Even Solomon fell for it

One of the most difficult parts of being a Christian is that we believe that "truth" is a real thing. Only our post-modern culture have begun to talk about truth as if it were an individual thing, your truth and my truth.

Either God exists or doesn't ?
Either there is one God or there isn't?
Either Jesus is the only-begotten Son of God or not?

How I feel about this doesn't change the answer to the question. We may not get the definitive answer until we die, but there is a definitive answer.

Respecting other people's faith doesn't mean that we believe "they are all equally true." Or they are all just "different paths to the same God."

In today's first reading Solomon, apparently out of love for his foreign wives, falls into this same error, and starts building temples for their Gods. He abandons what he knows to be true, and suffers the consequences.
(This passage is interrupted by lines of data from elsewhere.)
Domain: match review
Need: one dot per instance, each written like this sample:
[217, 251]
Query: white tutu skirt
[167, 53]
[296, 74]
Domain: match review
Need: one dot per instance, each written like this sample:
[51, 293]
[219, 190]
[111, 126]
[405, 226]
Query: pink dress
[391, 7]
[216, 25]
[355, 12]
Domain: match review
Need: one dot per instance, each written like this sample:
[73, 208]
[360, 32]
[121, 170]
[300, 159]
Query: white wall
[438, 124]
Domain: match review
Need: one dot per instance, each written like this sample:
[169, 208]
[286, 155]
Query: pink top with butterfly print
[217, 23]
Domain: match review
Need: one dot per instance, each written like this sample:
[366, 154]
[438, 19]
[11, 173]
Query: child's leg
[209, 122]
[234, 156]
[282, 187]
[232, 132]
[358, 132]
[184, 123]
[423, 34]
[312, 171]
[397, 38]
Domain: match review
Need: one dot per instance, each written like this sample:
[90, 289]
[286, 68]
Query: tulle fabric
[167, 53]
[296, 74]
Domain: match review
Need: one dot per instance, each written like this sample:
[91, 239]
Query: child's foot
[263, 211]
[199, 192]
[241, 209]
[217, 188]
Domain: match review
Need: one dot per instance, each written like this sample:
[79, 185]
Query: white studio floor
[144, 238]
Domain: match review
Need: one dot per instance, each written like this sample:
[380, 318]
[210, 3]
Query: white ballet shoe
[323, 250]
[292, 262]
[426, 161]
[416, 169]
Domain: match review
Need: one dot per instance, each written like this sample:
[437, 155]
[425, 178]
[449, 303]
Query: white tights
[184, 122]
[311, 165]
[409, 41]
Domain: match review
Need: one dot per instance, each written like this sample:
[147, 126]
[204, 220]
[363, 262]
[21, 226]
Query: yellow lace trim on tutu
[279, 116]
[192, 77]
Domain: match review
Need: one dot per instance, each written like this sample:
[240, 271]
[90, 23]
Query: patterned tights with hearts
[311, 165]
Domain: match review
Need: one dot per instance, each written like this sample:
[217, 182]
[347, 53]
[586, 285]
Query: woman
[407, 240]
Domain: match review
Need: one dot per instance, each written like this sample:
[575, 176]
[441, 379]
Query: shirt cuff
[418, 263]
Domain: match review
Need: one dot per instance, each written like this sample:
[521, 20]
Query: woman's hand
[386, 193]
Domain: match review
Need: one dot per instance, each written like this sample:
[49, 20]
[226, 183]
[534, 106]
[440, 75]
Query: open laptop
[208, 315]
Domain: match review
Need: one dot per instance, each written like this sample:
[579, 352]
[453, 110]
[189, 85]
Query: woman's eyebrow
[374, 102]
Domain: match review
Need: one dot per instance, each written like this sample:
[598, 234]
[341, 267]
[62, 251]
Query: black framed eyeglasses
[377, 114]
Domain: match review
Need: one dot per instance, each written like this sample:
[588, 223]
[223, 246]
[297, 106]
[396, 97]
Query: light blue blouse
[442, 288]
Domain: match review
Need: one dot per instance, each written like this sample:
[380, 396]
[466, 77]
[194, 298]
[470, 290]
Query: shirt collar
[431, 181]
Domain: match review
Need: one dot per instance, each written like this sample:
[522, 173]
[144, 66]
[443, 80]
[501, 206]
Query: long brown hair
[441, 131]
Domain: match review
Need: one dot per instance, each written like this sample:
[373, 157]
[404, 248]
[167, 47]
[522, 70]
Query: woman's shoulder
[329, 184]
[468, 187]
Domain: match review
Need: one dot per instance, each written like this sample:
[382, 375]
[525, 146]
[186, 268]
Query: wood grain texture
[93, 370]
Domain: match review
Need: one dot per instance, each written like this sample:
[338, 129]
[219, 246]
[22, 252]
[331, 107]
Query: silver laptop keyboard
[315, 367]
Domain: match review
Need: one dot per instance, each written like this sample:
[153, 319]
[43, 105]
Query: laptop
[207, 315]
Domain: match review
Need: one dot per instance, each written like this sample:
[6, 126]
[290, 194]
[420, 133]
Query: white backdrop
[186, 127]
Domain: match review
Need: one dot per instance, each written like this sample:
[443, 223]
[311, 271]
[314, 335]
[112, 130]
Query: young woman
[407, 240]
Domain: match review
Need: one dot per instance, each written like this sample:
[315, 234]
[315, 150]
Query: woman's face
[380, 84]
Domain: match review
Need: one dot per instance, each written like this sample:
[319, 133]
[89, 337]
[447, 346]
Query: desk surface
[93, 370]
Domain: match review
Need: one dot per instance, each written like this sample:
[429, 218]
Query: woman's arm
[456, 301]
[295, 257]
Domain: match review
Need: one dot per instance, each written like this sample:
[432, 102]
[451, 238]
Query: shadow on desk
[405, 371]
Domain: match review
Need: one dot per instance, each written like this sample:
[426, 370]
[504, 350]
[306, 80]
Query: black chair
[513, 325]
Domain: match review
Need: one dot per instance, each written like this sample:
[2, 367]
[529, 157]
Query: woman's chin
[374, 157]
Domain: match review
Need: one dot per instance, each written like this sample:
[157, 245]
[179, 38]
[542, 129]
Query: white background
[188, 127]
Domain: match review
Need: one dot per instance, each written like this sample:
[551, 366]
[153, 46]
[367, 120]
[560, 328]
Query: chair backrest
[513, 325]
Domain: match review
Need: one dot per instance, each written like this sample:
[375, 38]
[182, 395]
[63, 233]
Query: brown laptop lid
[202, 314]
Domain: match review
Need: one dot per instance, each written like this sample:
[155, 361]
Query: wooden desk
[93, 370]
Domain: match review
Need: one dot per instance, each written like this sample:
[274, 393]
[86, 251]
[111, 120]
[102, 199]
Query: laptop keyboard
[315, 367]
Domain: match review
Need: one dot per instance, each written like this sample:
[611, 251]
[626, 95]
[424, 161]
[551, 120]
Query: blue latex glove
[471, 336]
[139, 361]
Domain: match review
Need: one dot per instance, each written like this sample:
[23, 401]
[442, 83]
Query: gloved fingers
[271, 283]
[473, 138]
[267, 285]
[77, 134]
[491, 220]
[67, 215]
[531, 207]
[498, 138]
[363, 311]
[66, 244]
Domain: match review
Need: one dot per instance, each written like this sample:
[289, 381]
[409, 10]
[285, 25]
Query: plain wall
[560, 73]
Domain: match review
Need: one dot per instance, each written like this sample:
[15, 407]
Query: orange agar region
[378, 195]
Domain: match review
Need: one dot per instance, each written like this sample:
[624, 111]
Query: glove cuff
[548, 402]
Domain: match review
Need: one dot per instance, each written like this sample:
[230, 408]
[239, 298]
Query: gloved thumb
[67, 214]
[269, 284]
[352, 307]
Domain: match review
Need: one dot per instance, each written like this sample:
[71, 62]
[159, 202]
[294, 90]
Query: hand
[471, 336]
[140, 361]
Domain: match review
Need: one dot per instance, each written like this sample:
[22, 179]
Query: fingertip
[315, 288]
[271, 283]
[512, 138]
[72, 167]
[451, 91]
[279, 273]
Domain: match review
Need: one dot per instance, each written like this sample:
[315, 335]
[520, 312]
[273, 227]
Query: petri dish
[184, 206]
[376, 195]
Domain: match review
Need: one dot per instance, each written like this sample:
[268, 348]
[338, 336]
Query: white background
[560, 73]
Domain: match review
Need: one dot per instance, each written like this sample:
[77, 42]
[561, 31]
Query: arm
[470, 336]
Contrary to the caricature, the Catholic Church does not teach that we are all right and the rest are all wrong. In the document Nostra Aetate we read

other religions found everywhere try to counter the restlessness of the human heart, each in its own manner, by proposing "ways," comprising teachings, rules of life, and sacred rites. The Catholic Church rejects nothing that is true and holy in these religions. She regards with sincere reverence those ways of conduct and of life, those precepts and teachings which, though differing in many aspects from the ones she holds and sets forth, nonetheless often reflect a ray of that Truth which enlightens all

There is truth, and from the time we begin to speak we question. We innately search for the truth. It's part of what defines us as human.